Zusätzlich gerät Ponomarev unter Druck. Denn der unterschrieb in den vergangenen Jahren immer wieder sogenannte Patronatserklärungen. Darin heißt es wörtlich: "Der Investor verpflichtet sich hiermit gegenüber der KFC Uerdingen 05 Fußball GmbH, dieser stets die erforderliche Liquidität zur Verfügung zu stellen, welche die KFC Uerdingen 05 Fußball GmbH benötigt, um ihre (…) entstandenen und fälligen Verbindlichkeiten ordnungsgemäß zu bezahlen. Die Parteien sind sich darüber einig, dass hieraus ein unmittelbarer, in der Höhe nicht betragsgemäß begrenzter Zahlungsanspruch der KFC Uerdingen Fußball 05 GmbH gegen den Investor erwächst."

Haften neben Ponomarev auch Weinhart und Strüver?

Laut Kruth hafte ein solcher Patron nach ständiger Rechtsprechung im Insolvenzfall auf Schadenersatz. Demnach habe Ponomarev für alle Schulden des KFC bis zum Ende der laufenden Saison einzustehen. Außerdem haften möglicherweise auch die beiden Geschäftsführer Nikolas Weinhart und Frank Strüver, der bereits Ende 2020 zurücktrat. Kruth plant nun, bei den drei in den vergangenen Jahren verantwortlichen Protagonisten Geld einzutreiben. 1,5 Millionen Euro peilt Kruth an. 17,4 Prozent Insolvenzquote könnten am Ende herausspringen - vorausgesetzt, bei Ponomarevs kompliziertem Firmengeflecht würden Erfolge erzielt. Zusätzlich könnte auch noch die Staatsanwaltschaft aktiv werden. Die werde sich die nötigen Unterlagen zur Einsicht zusenden lassen, sobald das zuständige Insolvenzgericht die Akten freigebe, teilte ein Sprecher mit.

Unser Ziel ist nach wie vor die Entschuldung der KFC Uerdingen 05 Fußball GmbH, für die der Insolvenzplan die Grundlage darstellt.
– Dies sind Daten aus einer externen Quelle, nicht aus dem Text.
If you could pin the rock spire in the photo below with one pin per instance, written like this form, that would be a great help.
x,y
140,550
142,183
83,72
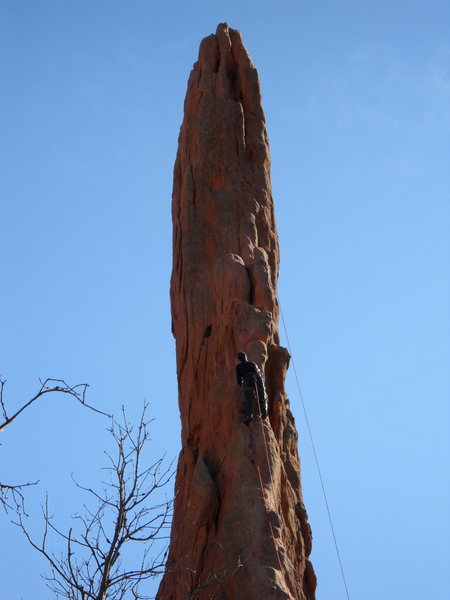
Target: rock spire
x,y
240,528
Weder Kruth noch der Verein wollten sich auf Nachfrage von kicker und Westdeutscher Zeitung genauer zu dem Bericht an die Gläubiger äußern. Über einen Sprecher ließ der Insolvenzverwalter aber mitteilen: "Unser Ziel ist nach wie vor die Entschuldung der KFC Uerdingen 05 Fußball GmbH, für die der Insolvenzplan die Grundlage darstellt. Wie bereits mitgeteilt wurden die Lizenzunterlagen sowohl für die 3. Liga als auch für die Regionalliga fristgerecht eingereicht." Die Prognose für die Zukunft liest sich durchaus optimistisch. Denn die KFC Uerdingen Fußball GmbH ist nach Ansicht von Dr. Claus-Peter Kruth "fortführungsfähig". Voraussetzung dafür ist, dass die Gesellschafterversammlung Anfang Mai den Insolvenzplan bestätigt. Sollte es dazu nicht kommen, sei die einzige Alternative eine Abwicklung des Vereins.